## Decision Tree Regression

First, let's import all the modules needed to run the file.

In [1]:
from preparingData import preparing_data # read data
from sklearn import preprocessing
from sklearn.model_selection import train_test_split
from math import sqrt # RMSE
from sklearn.metrics import mean_squared_error # error metric
from sklearn.model_selection import cross_val_score, cross_val_predict
import matplotlib.pyplot as plt
from sklearn.model_selection import KFold # import KFold
# model
from sklearn.tree import DecisionTreeRegressor


Now we use a script we created to pre-process data *(preparData)*, this step includes transforming non-numeric data and handling the outliers.

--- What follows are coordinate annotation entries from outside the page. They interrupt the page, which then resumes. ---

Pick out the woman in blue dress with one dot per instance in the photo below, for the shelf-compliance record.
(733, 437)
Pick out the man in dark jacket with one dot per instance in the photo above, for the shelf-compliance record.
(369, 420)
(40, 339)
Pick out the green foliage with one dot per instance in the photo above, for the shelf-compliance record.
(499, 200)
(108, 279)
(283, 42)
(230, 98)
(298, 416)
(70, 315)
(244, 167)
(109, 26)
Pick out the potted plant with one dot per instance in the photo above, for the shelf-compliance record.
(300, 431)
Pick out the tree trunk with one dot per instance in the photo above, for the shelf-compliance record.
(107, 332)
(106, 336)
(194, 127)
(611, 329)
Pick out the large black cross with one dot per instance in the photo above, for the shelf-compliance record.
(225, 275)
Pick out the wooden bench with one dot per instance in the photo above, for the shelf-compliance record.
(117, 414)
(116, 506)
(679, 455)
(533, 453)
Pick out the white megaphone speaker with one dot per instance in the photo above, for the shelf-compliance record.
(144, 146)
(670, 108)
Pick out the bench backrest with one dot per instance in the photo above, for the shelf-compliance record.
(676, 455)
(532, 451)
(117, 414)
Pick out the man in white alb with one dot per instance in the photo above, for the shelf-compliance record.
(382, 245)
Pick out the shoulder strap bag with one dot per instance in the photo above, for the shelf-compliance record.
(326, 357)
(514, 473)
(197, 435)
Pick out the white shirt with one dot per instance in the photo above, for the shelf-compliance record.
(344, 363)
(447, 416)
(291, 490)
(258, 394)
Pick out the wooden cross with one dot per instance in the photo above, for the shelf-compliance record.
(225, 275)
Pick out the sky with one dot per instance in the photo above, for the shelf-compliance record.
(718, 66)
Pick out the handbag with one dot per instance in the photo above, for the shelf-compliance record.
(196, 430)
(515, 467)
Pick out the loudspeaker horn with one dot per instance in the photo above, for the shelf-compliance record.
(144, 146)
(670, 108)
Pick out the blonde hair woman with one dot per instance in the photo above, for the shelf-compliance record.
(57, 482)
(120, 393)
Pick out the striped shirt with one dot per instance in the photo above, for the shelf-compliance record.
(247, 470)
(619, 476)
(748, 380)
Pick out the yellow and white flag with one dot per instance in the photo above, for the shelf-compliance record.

In addition, we separated the test set (80%) and training (20%).

In [2]:
X,y=preparing_data()
X_scaled = preprocessing.scale(X)
X_train, X_test, y_train, y_test = train_test_split(X_scaled, y, test_size=0.2, random_state=42)

  


We use the function created below to calculate the mean square error.

In [3]:
def rmse(model, y, x):
    return sqrt(mean_squared_error(y, model.predict(x)))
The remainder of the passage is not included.